Configuring the Docker container

  • Let's execute a command using a console terminal that will log in us into the Docker Container.
 docker exec -it <CONTAINER ID> /bin/bash 

The result should look similar to this:


Now we need to make some adjustments to the configuration file of our container. To be able to edit the files, let's install a new application by using the following command in our console terminal:

apt install nano

After installing the nano editor, enter the following command to edit the container configuration file:

 nano etc/tac_plus/tac_plus.cfg 

Edit the original user = admin to user = root and change the password, the password will override the original router password for the configured root user. Please do not delete the word "clear" (underlined in green in the example below) in front of the password. You can also edit the secret key in the host = world section, this variable is called a key, and by default, it’s set to tac_plus_key. After you finish the editing to save the configuration file click CTRL+X, then choose YES (Y button on the keyboard) and ENTER.

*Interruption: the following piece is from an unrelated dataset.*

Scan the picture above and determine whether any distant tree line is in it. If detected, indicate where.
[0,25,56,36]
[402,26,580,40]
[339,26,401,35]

  • Make sure that port number 49 (TACACS) is accessible. Depending on your operating system make the required adjustments to the firewall. Restart the Docker container to start it with the new configuration settings.

Router configuration

  • Install the PAM package from the package manager or you can find it and download it at the following wiki Package downloads link. For example: https://wiki.teltonika-networks.com/view/RUTX11_Package_Downloads
  • Navigate to WebUI → Administration → Access control → General
  • Switch from General to the PAM tab.
  • Click edit on SSH service.
  • Change the settings:

Testing the configuration

  • Open the SSH client you are using.
  • Connect to the router via SSH as usual.
  • Enter the password you set in the tac_plus.cfg configuration file.
  • If you check the logs (logread command), you should see something like this:

  • Keep in mind that you wouldn't be able to access the router via SSH using the default router password unless you turn off the PAM authentication in the router's WEBUI.